Occasionally, we come across a decision awarding counsel fees to a spouse, which directs that if the counsel fee awarded is not paid, a money judgment can be entered for that amount upon the submission of an affirmation of nonpayment. In Darby v. Darby, 35 Misc.3d 1235(A) (Sup. Ct. 2012), the court directed that “'if the counsel fees are not paid within the specified time, the Office of the County Clerk may enter a money judgment in favor of the wife's counsel in the sum of $7,500.00, plus costs and statutory interest, upon Affirmation of non-compliance and on ten (10) days written notice to the husband and to the husband's counsel by certified mail.” In S.B., v. G.B., 33 Misc.3d 1212(A) (Sup. Ct. 2011), the court ordered that “if the counsel fees are not paid by the dates set forth above, the Clerk is directed to enter a money judgment in favor of counsel upon counsel's written affirmation. No further notice to the Husband shall be required.”

These provisions in an order are an incentive to the obligor spouse to make prompt payment—but are they authorized by law?

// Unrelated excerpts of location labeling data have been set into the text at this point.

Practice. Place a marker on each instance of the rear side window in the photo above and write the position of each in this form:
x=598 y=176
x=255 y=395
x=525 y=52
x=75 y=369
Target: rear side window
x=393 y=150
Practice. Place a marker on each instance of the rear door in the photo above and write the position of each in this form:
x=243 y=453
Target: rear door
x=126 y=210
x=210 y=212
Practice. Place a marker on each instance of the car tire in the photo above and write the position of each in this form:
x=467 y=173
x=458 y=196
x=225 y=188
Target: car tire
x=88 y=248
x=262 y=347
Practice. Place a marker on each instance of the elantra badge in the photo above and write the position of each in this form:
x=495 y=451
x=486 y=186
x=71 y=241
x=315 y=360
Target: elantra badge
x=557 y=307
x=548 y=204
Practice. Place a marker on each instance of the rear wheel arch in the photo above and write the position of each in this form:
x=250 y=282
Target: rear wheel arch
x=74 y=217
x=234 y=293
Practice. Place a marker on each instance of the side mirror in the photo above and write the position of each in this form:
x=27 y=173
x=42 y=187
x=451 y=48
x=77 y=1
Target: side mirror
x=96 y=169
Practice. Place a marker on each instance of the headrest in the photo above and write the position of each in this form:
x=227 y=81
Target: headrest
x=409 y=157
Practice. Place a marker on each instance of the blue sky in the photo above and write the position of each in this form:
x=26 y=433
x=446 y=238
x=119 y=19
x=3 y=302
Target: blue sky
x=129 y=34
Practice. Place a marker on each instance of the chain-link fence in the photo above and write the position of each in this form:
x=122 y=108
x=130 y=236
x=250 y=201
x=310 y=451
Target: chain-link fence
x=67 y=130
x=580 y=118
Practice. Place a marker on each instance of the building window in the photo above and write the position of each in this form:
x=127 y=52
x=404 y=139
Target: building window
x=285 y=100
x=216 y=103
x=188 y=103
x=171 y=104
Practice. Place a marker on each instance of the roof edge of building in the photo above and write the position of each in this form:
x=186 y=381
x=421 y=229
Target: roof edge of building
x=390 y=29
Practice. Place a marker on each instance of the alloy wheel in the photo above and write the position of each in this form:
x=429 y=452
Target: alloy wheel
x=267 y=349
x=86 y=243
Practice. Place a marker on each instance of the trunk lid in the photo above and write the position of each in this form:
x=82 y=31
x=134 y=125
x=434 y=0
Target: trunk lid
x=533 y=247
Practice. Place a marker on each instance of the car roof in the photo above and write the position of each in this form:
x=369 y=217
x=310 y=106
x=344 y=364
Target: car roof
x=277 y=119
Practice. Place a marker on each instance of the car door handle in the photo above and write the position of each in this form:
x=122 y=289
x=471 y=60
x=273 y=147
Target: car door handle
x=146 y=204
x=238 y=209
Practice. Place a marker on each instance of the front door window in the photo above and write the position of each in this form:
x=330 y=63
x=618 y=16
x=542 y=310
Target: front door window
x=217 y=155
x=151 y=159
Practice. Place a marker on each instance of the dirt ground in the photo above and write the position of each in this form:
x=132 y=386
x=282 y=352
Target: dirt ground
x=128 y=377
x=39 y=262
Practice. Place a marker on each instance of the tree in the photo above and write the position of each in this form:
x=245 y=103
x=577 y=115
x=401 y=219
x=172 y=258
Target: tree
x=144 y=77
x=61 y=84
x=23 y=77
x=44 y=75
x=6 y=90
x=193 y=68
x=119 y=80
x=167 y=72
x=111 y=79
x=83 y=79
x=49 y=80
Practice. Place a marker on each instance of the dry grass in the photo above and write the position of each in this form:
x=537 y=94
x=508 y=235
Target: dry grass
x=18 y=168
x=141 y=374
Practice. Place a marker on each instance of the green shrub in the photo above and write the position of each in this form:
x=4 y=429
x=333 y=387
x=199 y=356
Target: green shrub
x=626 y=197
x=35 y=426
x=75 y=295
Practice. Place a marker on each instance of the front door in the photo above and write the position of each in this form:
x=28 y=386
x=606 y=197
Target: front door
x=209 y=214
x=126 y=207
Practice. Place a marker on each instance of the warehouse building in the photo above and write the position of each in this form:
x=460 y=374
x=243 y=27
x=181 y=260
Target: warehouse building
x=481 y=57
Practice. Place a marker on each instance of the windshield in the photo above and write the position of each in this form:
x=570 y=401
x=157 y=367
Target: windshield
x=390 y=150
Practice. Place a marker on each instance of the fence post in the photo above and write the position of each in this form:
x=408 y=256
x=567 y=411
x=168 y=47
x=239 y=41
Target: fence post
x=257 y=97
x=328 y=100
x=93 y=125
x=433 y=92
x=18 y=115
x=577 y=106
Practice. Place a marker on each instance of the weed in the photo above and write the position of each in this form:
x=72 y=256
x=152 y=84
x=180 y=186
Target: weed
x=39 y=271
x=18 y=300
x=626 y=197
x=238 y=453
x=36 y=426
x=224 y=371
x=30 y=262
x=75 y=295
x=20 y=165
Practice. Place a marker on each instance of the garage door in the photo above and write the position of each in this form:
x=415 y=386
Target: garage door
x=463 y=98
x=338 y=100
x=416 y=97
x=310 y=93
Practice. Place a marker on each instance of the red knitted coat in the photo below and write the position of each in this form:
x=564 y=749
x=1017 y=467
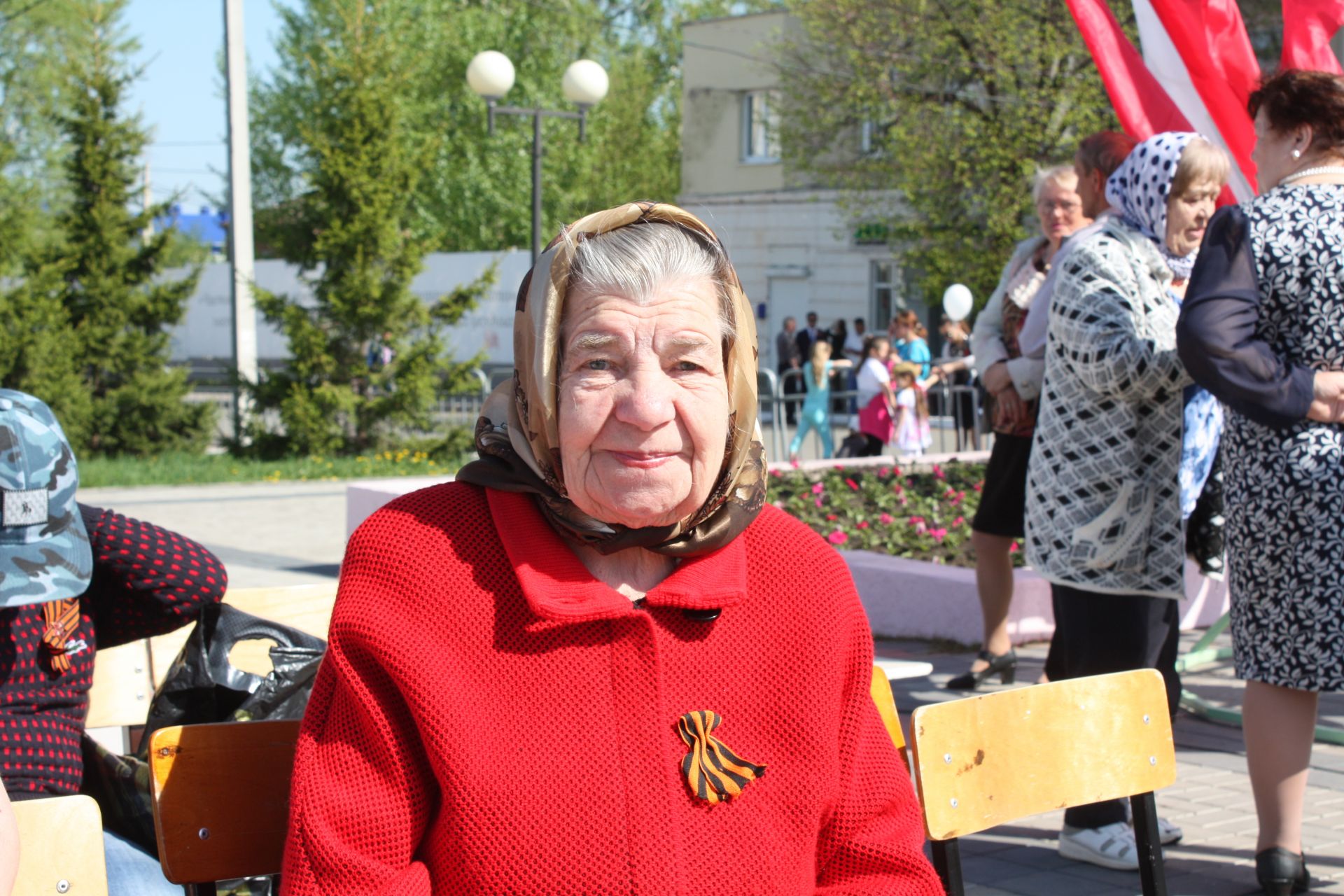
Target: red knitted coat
x=491 y=719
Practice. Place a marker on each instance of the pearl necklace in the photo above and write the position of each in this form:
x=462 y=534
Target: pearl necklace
x=1312 y=172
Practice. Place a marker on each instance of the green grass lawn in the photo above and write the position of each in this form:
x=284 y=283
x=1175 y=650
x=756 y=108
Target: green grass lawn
x=195 y=469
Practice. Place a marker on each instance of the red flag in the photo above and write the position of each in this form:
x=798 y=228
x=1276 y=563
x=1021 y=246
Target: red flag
x=1308 y=27
x=1142 y=104
x=1211 y=41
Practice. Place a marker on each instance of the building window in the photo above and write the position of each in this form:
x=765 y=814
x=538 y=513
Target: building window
x=867 y=137
x=882 y=298
x=760 y=127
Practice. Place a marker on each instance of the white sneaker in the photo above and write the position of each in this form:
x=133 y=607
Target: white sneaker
x=1110 y=846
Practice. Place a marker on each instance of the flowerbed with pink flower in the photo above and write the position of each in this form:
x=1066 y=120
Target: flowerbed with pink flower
x=918 y=514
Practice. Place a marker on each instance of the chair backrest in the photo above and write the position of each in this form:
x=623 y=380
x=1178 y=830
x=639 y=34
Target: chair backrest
x=59 y=848
x=886 y=703
x=125 y=678
x=990 y=760
x=220 y=797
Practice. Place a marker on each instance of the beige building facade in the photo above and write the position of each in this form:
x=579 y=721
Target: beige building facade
x=793 y=248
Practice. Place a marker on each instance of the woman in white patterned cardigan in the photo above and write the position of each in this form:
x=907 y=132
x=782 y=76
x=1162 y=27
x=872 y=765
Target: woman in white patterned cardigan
x=1104 y=517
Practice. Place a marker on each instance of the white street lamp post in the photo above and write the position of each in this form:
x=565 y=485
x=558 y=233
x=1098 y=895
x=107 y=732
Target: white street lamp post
x=491 y=76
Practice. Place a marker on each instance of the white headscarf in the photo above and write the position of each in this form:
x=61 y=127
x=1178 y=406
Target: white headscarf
x=1142 y=187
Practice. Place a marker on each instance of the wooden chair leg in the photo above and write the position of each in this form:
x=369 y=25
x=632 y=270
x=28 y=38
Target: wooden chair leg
x=946 y=862
x=1151 y=872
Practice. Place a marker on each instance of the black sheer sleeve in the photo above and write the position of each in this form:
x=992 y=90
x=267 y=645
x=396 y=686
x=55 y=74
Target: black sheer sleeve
x=1217 y=335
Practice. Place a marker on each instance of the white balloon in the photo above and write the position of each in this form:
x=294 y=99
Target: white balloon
x=958 y=301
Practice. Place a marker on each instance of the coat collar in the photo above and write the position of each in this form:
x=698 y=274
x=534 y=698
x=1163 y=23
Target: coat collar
x=559 y=587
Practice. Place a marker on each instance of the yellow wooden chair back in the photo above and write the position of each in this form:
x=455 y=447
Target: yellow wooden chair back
x=886 y=703
x=220 y=796
x=59 y=848
x=995 y=758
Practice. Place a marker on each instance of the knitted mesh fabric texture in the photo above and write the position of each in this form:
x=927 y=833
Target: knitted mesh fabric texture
x=146 y=580
x=491 y=720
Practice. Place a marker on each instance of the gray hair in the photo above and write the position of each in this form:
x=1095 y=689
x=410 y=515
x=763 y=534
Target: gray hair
x=635 y=261
x=1062 y=175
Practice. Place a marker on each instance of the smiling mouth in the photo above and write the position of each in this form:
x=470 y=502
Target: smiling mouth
x=644 y=460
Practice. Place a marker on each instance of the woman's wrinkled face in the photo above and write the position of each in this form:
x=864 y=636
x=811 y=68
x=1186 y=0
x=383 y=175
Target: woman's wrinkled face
x=643 y=403
x=1187 y=216
x=1060 y=213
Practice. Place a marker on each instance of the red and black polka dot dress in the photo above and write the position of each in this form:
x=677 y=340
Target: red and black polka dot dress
x=146 y=580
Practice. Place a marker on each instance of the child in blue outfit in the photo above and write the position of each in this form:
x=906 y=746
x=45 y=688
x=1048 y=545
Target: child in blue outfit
x=816 y=406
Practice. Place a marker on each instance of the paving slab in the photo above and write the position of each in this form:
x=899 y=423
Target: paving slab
x=1211 y=798
x=293 y=532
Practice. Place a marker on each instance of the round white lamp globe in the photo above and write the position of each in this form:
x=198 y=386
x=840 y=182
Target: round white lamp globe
x=958 y=301
x=489 y=74
x=585 y=83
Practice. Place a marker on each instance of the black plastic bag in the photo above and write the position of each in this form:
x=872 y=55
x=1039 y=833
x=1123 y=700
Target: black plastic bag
x=202 y=687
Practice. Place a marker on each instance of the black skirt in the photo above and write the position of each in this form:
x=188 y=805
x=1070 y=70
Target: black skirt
x=1003 y=500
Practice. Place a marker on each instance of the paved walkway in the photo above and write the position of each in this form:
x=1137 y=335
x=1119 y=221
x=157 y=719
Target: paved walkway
x=295 y=532
x=1211 y=801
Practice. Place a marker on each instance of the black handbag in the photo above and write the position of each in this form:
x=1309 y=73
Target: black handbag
x=202 y=687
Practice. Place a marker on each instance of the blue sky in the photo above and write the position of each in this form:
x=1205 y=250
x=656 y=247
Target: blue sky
x=181 y=93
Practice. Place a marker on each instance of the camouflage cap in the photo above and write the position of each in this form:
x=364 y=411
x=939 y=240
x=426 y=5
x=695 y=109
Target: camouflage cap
x=45 y=551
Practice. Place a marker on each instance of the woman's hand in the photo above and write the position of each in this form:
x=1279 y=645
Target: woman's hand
x=1009 y=410
x=996 y=379
x=1327 y=398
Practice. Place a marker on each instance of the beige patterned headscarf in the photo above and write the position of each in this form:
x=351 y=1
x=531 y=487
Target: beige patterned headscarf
x=518 y=437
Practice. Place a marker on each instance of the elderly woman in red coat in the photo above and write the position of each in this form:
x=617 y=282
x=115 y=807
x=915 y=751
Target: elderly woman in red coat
x=600 y=663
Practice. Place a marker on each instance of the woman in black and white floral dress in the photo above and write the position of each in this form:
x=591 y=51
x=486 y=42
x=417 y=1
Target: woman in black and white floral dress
x=1262 y=328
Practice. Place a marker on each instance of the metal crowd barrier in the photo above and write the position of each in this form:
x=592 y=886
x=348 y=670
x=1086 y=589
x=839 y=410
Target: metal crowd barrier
x=951 y=407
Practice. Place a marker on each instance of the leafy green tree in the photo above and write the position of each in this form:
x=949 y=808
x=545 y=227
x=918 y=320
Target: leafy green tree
x=358 y=239
x=112 y=295
x=33 y=73
x=475 y=190
x=962 y=99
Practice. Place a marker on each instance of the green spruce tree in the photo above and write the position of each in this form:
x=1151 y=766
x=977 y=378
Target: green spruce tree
x=112 y=290
x=358 y=242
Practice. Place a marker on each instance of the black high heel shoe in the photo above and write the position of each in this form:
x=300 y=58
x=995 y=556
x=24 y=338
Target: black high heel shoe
x=1004 y=665
x=1281 y=872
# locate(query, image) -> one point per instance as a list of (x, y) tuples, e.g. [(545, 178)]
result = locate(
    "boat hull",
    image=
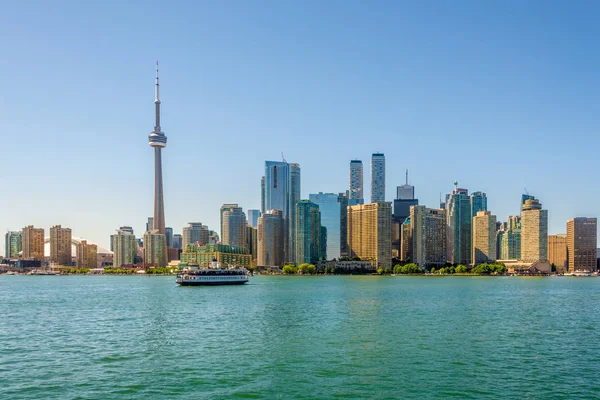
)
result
[(188, 283)]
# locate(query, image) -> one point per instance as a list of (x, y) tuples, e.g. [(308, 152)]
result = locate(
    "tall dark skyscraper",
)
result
[(158, 140)]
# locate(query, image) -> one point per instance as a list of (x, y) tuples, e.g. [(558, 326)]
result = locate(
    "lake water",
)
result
[(103, 337)]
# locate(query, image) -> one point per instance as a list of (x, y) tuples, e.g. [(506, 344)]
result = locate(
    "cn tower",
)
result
[(158, 140)]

CPLR 2222 provides that at the request of any party the clerk shall docket as a judgment an order directing the payment of money, including motion costs. Once docketed, interest starts to run at 9% and the enforcement remedies in CPLR Article 52 become available. As we shall see, CPLR 2222 may not be utilized to docket a judgment for arrears of maintenance, child support, counsel fees and equitable distribution in a matrimonial action.

Arrears of Maintenance or Child Support

Historically, although a final judgment in an action for a divorce ended the marriage, the husband's duty to support his wife was continued in the award of alimony. Romaine v. Chauncey, 129 N.Y. 566 (1892). Under former Civil Practice Act §1170, the predecessor of Domestic Relations Law (DRL) §236, the court was authorized to award alimony, and to annul, vary, or modify an alimony award at any time after final judgment, or, if there was no award, to make one by amendment. A judgment directing the payment of alimony was subject to retroactive modification. Kirkbride v. Van Note, 275 N.Y. 244 (1937).